Delação aponta matadores
A investigação da Polícia Civil começou quando foi preso um suspeito de homicídio, ligado à facção. Ele se dispôs a firmar uma colaboração premiada, aceita pela Justiça.
O homem acabou confessando 10 assassinatos em que ele mesmo esteve envolvido (a polícia só sabia de um) e detalhou ao todo 31 mortes que teriam sido efetuadas pela quadrilha de Pequeno, por meio de 79 matadores. O colaborador está agora no programa Protege, destinado a testemunhas ameaçadas.
A maioria dos assassinatos relatados pelo delator são contra rivais de outras quadrilhas. Um deles é de um gerente de facção rival, Os Manos, que atuava em Canoas. Conforme a narrativa, ele foi sequestrado por quadrilheiros vestidos com uniformes da Polícia Civil — ligados a Pequeno — e esquartejado, com execução filmada e divulgada em redes sociais para assustar adversários.
Outro caso notório é uma chacina em Mostardas, ocorrida em 2019, quando bandidos entraram de madrugada em uma boate a atingiram 10 pessoas com tiros, matando cinco delas. O crime é atribuído, nas investigações, à quadrilha de Pequeno, em desacerto por pontos de prostituição e drogas.
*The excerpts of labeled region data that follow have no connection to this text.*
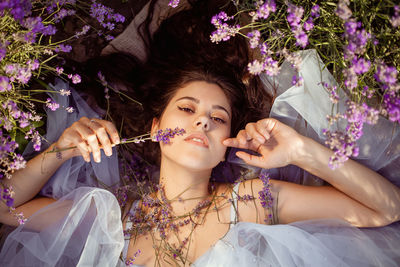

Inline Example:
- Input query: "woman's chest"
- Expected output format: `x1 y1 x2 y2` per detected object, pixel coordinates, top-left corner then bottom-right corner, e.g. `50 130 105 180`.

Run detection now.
126 204 230 266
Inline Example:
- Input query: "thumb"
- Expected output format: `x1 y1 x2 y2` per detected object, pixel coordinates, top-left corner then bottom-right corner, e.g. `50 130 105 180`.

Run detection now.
236 151 265 168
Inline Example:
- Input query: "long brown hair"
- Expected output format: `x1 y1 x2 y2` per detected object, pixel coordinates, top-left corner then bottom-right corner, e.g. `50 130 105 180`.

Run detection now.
79 0 272 174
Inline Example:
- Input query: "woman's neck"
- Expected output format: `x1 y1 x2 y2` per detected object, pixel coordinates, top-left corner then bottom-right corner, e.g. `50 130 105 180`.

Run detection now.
160 157 212 212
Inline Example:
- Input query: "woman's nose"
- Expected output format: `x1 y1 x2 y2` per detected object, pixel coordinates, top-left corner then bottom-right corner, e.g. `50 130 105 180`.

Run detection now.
195 115 210 131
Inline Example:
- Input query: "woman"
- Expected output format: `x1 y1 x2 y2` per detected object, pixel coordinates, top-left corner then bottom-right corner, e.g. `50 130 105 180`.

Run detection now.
0 0 400 266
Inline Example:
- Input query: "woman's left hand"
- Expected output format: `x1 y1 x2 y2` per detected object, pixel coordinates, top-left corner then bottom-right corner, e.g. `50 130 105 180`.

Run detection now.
223 118 303 169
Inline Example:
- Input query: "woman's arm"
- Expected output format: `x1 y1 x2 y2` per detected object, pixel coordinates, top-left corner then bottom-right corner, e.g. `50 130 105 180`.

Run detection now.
225 119 400 227
0 117 119 224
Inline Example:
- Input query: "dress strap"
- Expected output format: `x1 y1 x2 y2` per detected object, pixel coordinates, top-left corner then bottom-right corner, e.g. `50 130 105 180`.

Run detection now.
229 183 240 229
122 200 139 260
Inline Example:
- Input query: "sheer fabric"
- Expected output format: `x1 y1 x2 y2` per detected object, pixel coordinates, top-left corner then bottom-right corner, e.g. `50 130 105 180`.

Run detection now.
227 50 400 186
0 50 400 267
24 79 119 199
0 187 124 267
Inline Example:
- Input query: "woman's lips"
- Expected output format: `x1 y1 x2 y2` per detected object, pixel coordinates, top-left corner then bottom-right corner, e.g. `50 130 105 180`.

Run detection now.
184 133 208 147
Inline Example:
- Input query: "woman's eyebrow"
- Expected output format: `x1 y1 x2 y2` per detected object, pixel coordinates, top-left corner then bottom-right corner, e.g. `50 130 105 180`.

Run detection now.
175 96 231 118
Em outros casos, os homicídios foram de criminosos da própria facção, que tinham dívidas. Há também casos de pessoas mortas por engano, como de um empresário dono de uma Range Rover. Ele foi assassinado ao ser confundido com um familiar, o verdadeiro alvo da quadrilha.
Nos celulares de alguns suspeitos de crimes foram apreendidos vídeos com tortura de adversários, com fuzilamento de outros e também diversas fotos em que eles exibem farto armamento.
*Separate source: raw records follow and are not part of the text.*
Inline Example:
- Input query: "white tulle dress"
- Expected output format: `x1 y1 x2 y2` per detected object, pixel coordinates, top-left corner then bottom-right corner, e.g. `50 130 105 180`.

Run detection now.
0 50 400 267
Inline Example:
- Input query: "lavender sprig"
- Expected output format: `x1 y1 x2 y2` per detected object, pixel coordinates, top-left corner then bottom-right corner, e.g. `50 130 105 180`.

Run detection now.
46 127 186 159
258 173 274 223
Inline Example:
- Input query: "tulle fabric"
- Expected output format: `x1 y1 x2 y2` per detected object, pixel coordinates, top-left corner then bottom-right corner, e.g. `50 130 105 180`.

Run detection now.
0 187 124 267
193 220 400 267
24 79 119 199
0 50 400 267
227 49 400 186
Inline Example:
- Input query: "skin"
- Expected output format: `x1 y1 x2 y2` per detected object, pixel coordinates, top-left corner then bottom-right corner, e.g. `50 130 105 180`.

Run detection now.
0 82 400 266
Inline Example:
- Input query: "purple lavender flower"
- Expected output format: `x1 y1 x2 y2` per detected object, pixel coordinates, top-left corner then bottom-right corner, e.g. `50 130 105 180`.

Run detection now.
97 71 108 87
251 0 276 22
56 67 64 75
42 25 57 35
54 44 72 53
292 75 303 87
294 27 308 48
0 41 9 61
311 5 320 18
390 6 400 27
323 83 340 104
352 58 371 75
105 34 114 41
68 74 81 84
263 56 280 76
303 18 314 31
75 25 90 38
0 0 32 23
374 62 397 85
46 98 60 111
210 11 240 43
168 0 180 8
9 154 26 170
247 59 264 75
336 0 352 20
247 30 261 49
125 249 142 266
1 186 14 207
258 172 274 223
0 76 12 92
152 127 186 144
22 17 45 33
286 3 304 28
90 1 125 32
Até as 7h15min, 20 dos 21 mandados de prisão haviam sido cumpridos, sendo que 18 alvos já estavam no sistema carcerário. Duas pessoas foram presas em flagrante.
Jogatina por todo o Estado
A investigação do Departamento de Homicídios constatou que a facção disfarça os lucros de diversas formas. Entre elas, compra de locais de jogo ilegais.
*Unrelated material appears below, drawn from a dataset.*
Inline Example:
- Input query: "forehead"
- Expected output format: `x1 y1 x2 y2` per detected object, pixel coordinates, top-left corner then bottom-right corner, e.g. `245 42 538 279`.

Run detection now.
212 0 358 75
Eles atuam sobretudo na Região Metropolitana, mas também se associam a bicheiros e donos de bingos na região de Bagé e Pelotas. A associação se dá por convencimento ou ameaça. Em outros casos, a facção simplesmente toma o local, à força.
O dono de jogatina ilegal que não colabora sofre represálias. O exame de celular apreendido mostra que, ao ordenar o ataque a um bingo que se recusava a pagar propina para a facção, um gerente do tráfico determina, por WhatsApp: "Pegaaaa" e "Vai lá e toma os jogos que tiver. Tudo que não seja nosso. E seguinte: essas mulher aí das salas... vou acabar matando uma ainda".
Com base em diálogos como esses, a Justiça expediu mandados de busca e apreensão para 59 endereços. Desses, 17 são casas de jogo e bares com caça-níqueis. Os demais, residências e locais de encontro de criminosos que seriam ligados à facção. Os endereços são em Cachoeirinha, Gravataí, Porto Alegre, Esteio, Portão, Guaíba e Pelotas. Alguns funcionam também como ponto de venda de drogas.
Contraponto
GZH ligou às 8h para o gabinete do vereador Juca Soares, mas ninguém atendeu a ligação. A reportagem também tentou contato com Denis Rogério, advogado do parlamentar, mas não conseguiu.